As regards the 3rd issue on the Reliefs sought for, it is trite law
that General damages are damages the law implies in every
breach and in every violation of a legal right. It is the loss that
flows naturally from the actions of the adverse party and its
quantum need not be pleaded or proved as it is generally
presumed by law. The manner in which general damages is
quantified is by relying on what would be the opinion and
judgment of a reasonable person in the circumstances of the case.
See the case of NDINWA VS IGBINEDION (2001) 5 NWLR (PT
705) 140 AT 150; OSUJI VS ISIOCHA (1989) 3 NWLR (PT 111)
633; ODULAJA VS HADDAD (1973) 11 SC 357; OMONUWA VS
WAHABI (1976) 4 SC 37; LAR VS STIRBUG ASTALDI LTD
(1977) 11 - 12 SC; ACME BUILDERS LTD VS KADUNA STATE
WATER BOARD (1999) 2 NWLR (PT 590) 288; SEVEN-UP
BOTTLING COMPANY PLC VS NKANGA & ORS. (2008) LPELR-
8462(CA) PER OMOKRI, J.C.A. (P.28 PARAS E-A)
According to him, the assessment of damages is the amount
necessary to put the party wronged and aggrieved in the position
33
he would have been had there been no breach. The essence of
damages in breach of contract cases is based on restitution in
integrum that is to restore the Plaintiff to a position as if the
contract has been performed and cited the cases of U.B.A. VS BTL
(2006) 28 NSCQR 381 @ 418; AFRICAN PETROLEUM PLC VS
SOYEMI (2008) ALL FWLR (PART 397) 117 @ 129
PARAGRAPHS F – G; LAGOS CITY COUNCIL CARETAKER
COMMITTEE & 2 ORS VS BENJAMIN O UNACHUKWU & ANOR
(1978) LPELR – SC 212/1976.
In this case, this Court is satisfied that the loss suffered was
preventable and was compounded by the failure of the 2nd
Defendant to take reasonable actions. The Plaintiff has been
deprived of the use of his funds since the year 2013 and is
accordingly entitled to the damages claimed.

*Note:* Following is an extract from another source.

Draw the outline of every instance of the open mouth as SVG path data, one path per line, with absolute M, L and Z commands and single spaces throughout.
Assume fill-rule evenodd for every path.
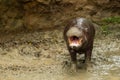
M 71 36 L 68 38 L 68 41 L 69 41 L 69 45 L 70 46 L 80 46 L 81 44 L 81 41 L 82 41 L 82 38 L 79 38 L 77 36 Z

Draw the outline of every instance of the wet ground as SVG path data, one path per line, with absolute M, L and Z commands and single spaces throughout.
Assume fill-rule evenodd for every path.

As regards the 1st Claim seeking the direction of the Court to
revert the sum of N830, 000 back into the Plaintiff’s Account, it is
clear that the Court cannot make an Order in vain. The Current
Balance as stated in Exhibit F as at the date of print on the 10th of
June 2016 is the sum of N315, 871.30 standing to the credit of
Oforah Ebere Felix and this sum is ordered to be returned into the
Plaintiff’s Account with First Bank Account 3017633650
forthwith.
The Court will order the 2nd Defendant to pay damages in the
sum of Five (5) Million Naira Only to the Plaintiff for damages as a
result of their negligence and failure to take decisive steps in aid
of the Plaintiff by reversing the Plaintiff’s money in the sum of
N830, 000. 00 (Eight Hundred and Thirty Thousand Naira).

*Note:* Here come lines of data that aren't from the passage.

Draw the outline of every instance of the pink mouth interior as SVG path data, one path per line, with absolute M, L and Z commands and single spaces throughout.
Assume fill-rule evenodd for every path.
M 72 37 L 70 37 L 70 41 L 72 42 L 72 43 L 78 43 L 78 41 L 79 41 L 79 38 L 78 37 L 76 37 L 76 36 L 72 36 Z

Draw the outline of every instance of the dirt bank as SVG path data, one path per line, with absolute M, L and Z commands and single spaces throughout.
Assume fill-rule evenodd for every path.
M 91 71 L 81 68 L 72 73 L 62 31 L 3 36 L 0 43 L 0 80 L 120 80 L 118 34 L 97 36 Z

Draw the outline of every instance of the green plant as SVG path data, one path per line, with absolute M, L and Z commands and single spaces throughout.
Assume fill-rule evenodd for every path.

As to the issue of Interests, it is clear that interest may be claimed
as of right where it is contemplated by the agreement between
the parties or is under a mercantile custom, or under a principle
34
of equity such as a breach of fiduciary relationship. Where
interest is being claimed as a matter of right, the proper practice
is to claim entitlement to it on the Writ and lead facts which show
such an entitlement in the statement of claim. The facts need to be
pleaded in the statement of claim and evidence led on those facts
which show entitlement thereto, and the Court may, if satisfied,
award interest. Reference is made to the case of DANIEL
HOLDINGS LTD VS UBA PLC (2005) 13 NWLR PT 943, AT 533
SC; BALOGUN VS E.O.C.B. (NIG) LTD (2007) 5 NWLR PT 1028
AT 548 CA
OGUNTADE JSC IN THE CASE OF SANNI ABACHA FOUNDATION
FOR PEACE AND UNITY & ORS VS UBA PLC (2010) NWLR PT
1221 AT 19where it was held that the evidence adduced at the
trial, should establish the proper rate of interest and the date
from which it should begin to run-whether from the accrual of the
cause of action or otherwise. See also the case of R.C.C. (NIG) VS
R.P.C. LTD (2005) 10 NWLR PT 934 AT 615.
On the Prayer regarding Interest on the Judgment sum at the rate
of 10% per annum from the date of Judgment until final
liquidation of the Judgment Debt, it is clear that interest on a
judgment debt is interest after adjudication. See WAYNE W/A VS
EKWURIFE (1989) 12 SCNJ 99 @ 118 - 119. Moreover, this is
allowed under Order 39 Rule 7 Rules of this Court and the Court
therefore awards 10% interest on the judgment sum from the
date of the judgment until the final liquidation of the debt.
In conclusion, Judgment is entered in favour of the Plaintiff.